LitCharts assigns a color and icon to each theme in The Invisible Life of Addie LaRue, which you can use to track the themes throughout the work.
Memory and Meaning
Love and Vulnerability
Freedom
Art, Creativity, and Expression
Wonder and Knowledge
Summary
Analysis
Everywhere, Nowhere. 1952-1968. At first, it’s just sex. Addie thinks it will only happen once. But then Luc comes for her two months later. Over time, it’s only weeks until his next visit, and then days. When he leaves, Addie sets some conditions for herself: she will not fall asleep beside him. Their relationship will be purely physical. But she doesn’t keep her promises. “Be with me,” Luc finally says one night. One night, Addie wakes to Luc sketching patterns onto her skin, and she realizes how well he knows her: how he is the only person she’s woken up next to who actually remembers her. She doesn’t hate him the way she used to, and she’s not sure when this change occurred. Addie realizes that she is happy. Still, she makes sure she doesn’t forget the words Luc spoke so long ago: “But it is not love.”
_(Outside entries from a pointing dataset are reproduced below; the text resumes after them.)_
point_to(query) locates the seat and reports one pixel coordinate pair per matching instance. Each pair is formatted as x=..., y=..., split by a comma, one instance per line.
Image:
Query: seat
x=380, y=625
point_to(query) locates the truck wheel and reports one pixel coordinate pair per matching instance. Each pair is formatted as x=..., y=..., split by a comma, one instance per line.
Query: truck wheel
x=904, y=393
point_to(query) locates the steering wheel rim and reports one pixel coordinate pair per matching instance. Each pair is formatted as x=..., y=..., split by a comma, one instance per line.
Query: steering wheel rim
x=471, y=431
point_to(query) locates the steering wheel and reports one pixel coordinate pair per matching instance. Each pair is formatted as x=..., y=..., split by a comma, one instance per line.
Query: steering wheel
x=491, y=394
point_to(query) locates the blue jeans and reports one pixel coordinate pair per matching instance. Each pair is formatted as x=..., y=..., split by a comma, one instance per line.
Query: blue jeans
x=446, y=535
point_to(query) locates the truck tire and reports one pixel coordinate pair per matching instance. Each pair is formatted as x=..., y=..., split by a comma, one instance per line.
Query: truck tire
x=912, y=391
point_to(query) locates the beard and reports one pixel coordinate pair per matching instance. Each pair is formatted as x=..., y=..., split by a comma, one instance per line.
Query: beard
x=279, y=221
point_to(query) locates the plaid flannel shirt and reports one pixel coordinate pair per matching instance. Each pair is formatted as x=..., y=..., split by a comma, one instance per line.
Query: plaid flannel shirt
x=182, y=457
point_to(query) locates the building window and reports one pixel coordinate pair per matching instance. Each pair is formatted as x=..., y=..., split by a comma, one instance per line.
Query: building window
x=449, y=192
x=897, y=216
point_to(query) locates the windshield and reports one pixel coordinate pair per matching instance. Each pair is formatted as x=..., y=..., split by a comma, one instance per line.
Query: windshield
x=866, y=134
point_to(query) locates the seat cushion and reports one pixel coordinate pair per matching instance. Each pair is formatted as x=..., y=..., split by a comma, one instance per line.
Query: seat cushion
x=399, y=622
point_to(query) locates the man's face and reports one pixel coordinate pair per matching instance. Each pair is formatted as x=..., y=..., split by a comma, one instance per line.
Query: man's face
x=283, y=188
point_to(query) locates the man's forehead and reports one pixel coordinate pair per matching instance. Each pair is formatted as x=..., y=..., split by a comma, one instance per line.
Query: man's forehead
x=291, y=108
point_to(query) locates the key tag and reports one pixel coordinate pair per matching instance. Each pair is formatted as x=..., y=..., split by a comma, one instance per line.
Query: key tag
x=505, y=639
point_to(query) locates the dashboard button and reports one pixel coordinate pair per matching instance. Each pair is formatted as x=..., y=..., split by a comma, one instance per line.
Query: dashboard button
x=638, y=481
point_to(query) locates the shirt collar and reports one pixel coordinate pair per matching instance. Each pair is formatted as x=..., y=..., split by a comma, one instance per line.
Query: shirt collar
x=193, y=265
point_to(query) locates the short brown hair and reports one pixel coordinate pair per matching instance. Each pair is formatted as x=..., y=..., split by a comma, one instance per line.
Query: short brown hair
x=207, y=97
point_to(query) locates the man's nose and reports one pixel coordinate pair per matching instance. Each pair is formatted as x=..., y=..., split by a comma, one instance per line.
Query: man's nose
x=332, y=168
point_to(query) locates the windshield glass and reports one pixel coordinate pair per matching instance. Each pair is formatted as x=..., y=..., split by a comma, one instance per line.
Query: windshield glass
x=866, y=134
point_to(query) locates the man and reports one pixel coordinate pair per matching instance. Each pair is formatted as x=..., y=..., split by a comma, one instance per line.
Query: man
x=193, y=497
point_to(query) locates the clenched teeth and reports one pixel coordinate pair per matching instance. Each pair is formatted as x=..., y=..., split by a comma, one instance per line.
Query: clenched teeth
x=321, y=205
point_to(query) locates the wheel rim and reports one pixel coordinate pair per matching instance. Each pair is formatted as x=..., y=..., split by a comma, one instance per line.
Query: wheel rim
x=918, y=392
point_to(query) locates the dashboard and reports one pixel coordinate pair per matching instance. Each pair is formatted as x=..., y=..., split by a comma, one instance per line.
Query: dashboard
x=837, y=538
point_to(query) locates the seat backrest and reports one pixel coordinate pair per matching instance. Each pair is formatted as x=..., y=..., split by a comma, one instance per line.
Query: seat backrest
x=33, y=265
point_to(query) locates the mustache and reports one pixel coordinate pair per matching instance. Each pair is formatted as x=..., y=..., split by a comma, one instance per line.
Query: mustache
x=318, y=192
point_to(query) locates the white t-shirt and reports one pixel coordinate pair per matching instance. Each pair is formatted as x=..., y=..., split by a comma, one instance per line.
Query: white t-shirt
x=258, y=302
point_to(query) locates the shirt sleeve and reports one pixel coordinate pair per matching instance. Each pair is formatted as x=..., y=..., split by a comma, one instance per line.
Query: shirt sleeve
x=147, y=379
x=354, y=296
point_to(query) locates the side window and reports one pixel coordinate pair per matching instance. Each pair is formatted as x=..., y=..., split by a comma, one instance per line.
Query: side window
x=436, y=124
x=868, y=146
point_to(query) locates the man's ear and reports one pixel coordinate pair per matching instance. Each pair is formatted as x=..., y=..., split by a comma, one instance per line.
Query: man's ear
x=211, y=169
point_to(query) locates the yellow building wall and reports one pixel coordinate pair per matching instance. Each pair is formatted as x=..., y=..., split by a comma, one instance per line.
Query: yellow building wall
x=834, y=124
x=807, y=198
Note that this chapter, unlike the others, spans nearly two decades as opposed to a single day. This suggests that what Luc and Addie had wasn’t a fling, but a long, serious affair. And the offer that Luc extends to Addie, “Be with me,” seems to suggest that for Luc as well as for Addie, the affair is more than a superficial physical attraction. Still, Addie’s lingering doubts about Luc’s feelings for her pose some important questions about the nature of love, namely whether genuine love can coexist without mutual vulnerability. In short, she doubts Luc’s love for her because he holds her fate in his hands and thus retains a fundamental advantage over her—that is, he has everything to gain from their relationship, and she, everything to lose.